Engaging in physical activity a few times per week – and not necessarily with greater frequency – may be most beneficial among middle-aged women.
There is overwhelming scientific evidence to suggest a wide range of health benefits to regular physical activity, but there is some debate as to the extent and frequency optimal for such effects.
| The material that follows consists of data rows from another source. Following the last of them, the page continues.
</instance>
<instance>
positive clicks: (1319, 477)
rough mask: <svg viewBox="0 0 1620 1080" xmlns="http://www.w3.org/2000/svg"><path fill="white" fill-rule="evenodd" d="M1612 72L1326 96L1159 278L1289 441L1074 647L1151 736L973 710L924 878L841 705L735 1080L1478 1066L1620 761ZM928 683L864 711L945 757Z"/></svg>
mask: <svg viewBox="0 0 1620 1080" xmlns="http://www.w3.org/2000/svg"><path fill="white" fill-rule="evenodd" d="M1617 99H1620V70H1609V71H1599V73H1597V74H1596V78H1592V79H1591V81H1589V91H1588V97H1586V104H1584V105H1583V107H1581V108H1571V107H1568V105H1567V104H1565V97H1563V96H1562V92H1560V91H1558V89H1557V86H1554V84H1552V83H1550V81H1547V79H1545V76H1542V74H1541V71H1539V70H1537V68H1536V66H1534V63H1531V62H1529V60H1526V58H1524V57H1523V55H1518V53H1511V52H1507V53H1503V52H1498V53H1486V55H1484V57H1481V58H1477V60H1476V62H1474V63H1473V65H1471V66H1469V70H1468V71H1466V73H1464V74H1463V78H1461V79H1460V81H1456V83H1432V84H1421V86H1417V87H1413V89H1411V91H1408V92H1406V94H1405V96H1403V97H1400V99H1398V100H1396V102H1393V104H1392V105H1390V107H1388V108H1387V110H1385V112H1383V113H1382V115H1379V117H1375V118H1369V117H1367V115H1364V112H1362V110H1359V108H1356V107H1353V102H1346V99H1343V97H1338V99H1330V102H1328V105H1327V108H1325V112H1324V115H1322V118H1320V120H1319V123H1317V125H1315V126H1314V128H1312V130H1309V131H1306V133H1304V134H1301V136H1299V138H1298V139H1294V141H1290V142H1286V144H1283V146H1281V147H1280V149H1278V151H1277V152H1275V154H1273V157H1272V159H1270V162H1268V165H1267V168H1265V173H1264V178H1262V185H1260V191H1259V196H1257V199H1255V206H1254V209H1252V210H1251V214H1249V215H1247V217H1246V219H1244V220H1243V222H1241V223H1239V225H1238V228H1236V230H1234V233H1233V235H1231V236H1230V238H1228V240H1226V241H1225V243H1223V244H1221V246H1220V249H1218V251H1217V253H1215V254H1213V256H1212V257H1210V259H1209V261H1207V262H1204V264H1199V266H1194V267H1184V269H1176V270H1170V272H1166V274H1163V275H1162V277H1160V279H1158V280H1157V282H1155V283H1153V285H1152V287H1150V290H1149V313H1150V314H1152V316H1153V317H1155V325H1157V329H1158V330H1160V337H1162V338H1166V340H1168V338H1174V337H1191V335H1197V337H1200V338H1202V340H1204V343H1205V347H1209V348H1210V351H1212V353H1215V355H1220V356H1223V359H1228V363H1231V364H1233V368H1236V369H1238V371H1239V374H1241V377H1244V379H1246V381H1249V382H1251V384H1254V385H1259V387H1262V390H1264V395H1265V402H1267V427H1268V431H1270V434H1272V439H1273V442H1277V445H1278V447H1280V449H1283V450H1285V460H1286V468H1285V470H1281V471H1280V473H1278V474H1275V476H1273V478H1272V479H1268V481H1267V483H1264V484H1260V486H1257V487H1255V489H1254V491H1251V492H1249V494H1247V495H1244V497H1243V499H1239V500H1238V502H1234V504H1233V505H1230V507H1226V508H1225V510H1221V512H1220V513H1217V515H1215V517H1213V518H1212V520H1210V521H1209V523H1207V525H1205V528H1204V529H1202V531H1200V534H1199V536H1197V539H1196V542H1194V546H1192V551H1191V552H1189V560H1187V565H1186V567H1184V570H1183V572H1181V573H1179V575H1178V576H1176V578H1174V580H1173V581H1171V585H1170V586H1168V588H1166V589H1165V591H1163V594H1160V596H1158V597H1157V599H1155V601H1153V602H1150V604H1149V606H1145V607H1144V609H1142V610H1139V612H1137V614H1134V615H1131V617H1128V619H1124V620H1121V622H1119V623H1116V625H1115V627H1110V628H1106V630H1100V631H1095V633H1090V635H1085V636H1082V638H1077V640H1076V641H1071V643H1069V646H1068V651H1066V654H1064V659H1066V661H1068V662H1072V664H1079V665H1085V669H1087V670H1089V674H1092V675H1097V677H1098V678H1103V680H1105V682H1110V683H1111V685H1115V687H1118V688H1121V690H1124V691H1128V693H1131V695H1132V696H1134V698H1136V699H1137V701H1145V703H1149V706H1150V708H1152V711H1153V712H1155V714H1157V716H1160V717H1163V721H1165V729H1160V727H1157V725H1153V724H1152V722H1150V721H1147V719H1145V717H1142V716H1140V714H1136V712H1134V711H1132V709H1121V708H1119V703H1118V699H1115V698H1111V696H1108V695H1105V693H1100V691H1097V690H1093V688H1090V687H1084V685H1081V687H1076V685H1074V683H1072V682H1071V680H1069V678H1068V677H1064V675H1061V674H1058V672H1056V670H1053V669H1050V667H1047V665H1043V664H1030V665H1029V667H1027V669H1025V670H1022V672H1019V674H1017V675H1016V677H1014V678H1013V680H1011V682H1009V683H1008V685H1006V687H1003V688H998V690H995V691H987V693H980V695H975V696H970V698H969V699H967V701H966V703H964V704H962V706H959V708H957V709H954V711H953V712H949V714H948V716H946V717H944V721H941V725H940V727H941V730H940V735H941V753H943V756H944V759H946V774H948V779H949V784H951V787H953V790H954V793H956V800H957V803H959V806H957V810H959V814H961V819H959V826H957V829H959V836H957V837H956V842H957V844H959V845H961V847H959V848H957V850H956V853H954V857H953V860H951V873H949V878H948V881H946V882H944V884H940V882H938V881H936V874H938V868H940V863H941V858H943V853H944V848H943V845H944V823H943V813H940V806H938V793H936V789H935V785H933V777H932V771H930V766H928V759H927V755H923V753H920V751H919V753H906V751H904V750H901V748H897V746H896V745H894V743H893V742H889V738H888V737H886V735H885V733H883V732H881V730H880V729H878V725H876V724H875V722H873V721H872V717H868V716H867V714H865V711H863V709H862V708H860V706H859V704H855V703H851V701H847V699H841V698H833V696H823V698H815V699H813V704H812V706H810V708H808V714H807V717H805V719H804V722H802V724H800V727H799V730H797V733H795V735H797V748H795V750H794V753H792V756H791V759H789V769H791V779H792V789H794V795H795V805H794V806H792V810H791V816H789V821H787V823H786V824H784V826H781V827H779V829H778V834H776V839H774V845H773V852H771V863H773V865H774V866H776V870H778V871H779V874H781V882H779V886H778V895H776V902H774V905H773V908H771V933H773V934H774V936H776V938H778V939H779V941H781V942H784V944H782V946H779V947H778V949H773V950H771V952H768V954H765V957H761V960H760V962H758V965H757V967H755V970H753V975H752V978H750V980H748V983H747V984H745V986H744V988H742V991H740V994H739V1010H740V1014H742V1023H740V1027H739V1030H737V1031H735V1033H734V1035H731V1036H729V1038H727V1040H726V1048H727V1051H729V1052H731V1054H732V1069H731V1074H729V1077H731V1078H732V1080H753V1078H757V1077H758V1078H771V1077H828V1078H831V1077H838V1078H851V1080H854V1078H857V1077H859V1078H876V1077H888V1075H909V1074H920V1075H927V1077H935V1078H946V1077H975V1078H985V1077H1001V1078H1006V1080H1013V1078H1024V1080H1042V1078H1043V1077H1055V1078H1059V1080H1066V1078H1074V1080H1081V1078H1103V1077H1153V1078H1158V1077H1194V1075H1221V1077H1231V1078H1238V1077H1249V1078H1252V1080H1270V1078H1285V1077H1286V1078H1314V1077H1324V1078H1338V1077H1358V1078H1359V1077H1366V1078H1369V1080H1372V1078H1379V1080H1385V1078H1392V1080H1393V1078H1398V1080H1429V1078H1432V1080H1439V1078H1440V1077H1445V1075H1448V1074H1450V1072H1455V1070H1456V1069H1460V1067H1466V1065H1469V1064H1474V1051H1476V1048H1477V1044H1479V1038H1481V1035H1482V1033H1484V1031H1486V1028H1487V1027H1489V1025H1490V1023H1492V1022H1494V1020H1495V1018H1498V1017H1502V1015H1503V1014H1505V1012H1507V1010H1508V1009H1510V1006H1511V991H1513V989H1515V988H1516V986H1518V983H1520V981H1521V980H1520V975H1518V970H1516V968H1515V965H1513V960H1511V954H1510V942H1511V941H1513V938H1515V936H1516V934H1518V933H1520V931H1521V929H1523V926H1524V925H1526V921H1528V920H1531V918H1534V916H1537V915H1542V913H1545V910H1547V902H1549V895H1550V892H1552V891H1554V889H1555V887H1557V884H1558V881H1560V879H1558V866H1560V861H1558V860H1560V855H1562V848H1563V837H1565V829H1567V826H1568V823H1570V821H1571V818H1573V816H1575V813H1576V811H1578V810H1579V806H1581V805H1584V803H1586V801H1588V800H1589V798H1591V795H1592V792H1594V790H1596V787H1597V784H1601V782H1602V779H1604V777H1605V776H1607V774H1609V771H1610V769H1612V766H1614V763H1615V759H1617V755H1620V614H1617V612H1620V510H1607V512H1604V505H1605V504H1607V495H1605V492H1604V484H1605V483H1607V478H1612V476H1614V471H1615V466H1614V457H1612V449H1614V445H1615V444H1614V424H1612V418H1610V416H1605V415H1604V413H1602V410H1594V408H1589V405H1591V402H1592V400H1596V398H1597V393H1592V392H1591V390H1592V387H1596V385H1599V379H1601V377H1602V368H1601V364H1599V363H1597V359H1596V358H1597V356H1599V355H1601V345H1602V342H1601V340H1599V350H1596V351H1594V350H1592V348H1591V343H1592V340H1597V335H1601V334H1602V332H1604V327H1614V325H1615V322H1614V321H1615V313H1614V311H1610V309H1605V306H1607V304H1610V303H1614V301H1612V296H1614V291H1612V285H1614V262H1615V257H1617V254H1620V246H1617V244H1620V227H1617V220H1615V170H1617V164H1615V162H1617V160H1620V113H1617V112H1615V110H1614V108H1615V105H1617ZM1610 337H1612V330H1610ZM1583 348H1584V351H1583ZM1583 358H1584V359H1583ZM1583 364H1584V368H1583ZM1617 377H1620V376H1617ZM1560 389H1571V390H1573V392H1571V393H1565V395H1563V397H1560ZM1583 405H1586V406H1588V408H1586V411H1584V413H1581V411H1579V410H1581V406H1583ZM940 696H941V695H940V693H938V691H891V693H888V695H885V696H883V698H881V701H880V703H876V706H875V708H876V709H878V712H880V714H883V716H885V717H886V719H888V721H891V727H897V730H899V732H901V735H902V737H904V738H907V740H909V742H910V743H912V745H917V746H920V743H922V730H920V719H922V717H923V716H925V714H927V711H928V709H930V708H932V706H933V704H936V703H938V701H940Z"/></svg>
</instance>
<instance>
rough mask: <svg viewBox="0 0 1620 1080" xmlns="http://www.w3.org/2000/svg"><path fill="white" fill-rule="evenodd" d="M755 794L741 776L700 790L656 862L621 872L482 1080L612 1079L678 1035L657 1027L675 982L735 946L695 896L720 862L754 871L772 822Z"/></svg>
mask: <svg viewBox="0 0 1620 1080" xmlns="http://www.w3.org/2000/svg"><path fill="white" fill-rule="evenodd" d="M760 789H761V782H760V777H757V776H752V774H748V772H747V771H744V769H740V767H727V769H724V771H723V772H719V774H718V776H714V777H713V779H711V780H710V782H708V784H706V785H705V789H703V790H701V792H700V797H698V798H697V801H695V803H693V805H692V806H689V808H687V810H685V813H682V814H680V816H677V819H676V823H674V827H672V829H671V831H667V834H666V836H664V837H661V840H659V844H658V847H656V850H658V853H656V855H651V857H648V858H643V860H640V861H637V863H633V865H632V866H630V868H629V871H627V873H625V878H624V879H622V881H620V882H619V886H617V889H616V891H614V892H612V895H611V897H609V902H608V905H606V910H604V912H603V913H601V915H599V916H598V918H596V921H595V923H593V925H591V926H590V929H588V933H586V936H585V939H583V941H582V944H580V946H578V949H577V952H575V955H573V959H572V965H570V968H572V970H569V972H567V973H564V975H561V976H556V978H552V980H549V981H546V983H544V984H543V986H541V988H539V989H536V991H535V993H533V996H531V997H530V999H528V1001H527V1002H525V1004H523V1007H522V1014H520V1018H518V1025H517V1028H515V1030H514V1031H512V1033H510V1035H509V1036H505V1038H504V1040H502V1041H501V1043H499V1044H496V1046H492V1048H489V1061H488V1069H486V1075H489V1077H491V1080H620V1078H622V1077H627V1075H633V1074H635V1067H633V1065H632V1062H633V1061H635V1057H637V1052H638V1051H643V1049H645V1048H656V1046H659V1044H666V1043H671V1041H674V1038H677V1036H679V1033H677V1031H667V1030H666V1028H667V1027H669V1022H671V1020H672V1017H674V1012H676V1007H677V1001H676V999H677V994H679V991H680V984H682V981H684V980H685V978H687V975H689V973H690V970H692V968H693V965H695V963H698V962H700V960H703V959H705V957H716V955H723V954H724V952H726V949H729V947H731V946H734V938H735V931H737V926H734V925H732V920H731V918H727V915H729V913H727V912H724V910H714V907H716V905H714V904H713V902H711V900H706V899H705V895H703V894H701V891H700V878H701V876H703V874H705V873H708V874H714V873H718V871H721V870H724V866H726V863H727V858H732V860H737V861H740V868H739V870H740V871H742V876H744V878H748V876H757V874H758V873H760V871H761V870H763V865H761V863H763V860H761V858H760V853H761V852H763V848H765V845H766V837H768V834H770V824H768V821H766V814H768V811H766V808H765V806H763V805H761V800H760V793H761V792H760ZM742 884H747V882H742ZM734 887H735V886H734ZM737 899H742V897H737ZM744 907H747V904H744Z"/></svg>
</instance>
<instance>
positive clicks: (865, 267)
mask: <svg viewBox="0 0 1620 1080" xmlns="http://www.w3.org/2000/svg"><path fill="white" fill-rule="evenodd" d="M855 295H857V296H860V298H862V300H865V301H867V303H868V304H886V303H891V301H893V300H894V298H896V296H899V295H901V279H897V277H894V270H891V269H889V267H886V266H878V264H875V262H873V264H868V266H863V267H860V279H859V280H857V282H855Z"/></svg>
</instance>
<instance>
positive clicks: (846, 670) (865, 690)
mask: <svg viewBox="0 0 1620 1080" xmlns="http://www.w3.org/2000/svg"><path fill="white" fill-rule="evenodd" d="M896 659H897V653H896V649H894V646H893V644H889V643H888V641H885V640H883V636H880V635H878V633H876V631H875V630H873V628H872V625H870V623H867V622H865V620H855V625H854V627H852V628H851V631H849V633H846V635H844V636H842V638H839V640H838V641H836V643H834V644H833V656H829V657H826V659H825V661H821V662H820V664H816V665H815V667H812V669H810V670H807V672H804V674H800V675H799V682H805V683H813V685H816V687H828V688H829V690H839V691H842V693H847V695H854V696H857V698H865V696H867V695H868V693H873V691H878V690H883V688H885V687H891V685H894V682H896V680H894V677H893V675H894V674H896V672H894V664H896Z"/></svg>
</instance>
Miranda Armstrong, from the University of Oxford (United Kingdom), and colleagues completed a large-scale study involving 1.1 million women residing in the UK, average age 56 years, who were free from cancer, heart disease, stroke, blood clots, and diabetes at the study’s start. Women who performed strenuous physical activity – sufficient to cause sweating or a faster heart beat – two to three times per week were about 20% less likely to develop heart disease, strokes or blood clots, as compared to participants who reported little or no activity. Interestingly, among active women, there was little evidence of further risk reductions with more frequent activity. The study authors report that: “Moderate physical activity is associated with a lower risk of coronary heart disease, venous thromboembolic event, and cerebrovascular disease than inactivity.”
Armstrong ME, Green J, Reeves GK, Beral V, Cairns BJ; Million Women Study Collaborators. “Frequent physical activity may not reduce vascular disease risk as much as moderate activity: large prospective study of women in the United kingdom.” Circulation. 2015 Feb 24;131(8):721-9.